La cotización del Riesgo País, ese termómetro que mide la confianza de los inversores extranjeros en la capacidad de Argentina para pagar sus deudas, ha experimentado una baja significativa en las últimas horas. Este dato, que a menudo parece abstracto y lejano, tiene una repercusión directa e inmediata en la economía familiar y en el bolsillo de cada mendocino, generando un inesperado y necesario alivio.
La primera consecuencia es la reducción del costo de financiamiento para el Estado. Si el país es percibido como menos riesgoso, la tasa de interés que debe pagar por emitir nueva deuda baja. Esto, a su vez, libera recursos que el Gobierno puede destinar a otras áreas, como subsidios, planes sociales o inversión pública. Pero el verdadero impacto se siente en el sector privado. Cuando el Riesgo País cae, las tasas que los bancos y las entidades financieras aplican a los créditos hipotecarios, prendarios y personales tienden a seguir esa tendencia.
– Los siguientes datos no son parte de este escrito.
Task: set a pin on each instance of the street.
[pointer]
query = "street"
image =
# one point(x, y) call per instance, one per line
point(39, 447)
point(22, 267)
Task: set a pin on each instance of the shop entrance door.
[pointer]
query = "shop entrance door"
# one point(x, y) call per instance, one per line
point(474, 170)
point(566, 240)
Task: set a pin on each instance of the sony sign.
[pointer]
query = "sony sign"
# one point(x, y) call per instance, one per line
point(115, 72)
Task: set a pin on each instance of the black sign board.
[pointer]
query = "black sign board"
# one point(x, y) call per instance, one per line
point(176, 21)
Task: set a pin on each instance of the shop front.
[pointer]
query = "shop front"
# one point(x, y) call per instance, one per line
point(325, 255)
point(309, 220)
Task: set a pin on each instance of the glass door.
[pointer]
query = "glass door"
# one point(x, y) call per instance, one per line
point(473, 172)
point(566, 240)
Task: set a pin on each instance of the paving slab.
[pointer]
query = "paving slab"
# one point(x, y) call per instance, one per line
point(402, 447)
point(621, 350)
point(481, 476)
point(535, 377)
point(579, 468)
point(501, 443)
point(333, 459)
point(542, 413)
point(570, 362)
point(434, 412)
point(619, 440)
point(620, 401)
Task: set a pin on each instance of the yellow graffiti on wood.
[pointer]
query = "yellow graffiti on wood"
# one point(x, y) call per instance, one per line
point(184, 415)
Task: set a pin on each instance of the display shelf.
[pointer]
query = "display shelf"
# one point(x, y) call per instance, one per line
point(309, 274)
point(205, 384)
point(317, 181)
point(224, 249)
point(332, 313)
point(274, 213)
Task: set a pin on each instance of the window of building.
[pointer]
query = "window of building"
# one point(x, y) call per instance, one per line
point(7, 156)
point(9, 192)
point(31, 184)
Una menor percepción de riesgo país significa que hay una mayor disponibilidad de crédito a tasas más accesibles. Por ejemplo, el anuncio del Banco Nación sobre cambios en los intereses de los créditos hipotecarios es una respuesta directa a esta mejora en la confianza. Para un mendocino que planea refaccionar su casa o un empresario vitivinícola que necesita capital de trabajo, esto se traduce en cuotas más bajas y menos presión financiera. Además, la caída del indicador es un imán para la inversión extranjera.
Los capitales foráneos que antes temían ingresar al país por la volatilidad, ahora ven una ventana de oportunidad. Esta inversión se focalizará en sectores productivos clave de Mendoza, como el minero, el turístico y el tecnológico. Más inversión es sinónimo de creación de empleo genuino y de mejor calidad. Por lo tanto, la baja del Riesgo País no es solo una buena noticia para el Ministro de Economía, sino una señal palpable de que la estabilidad puede empezar a derramarse hacia el crédito y el consumo. Es momento de que los mendocinos presten atención a las tasas de interés y consideren la posibilidad de acceder a financiamiento que hasta hace poco parecía inalcanzable.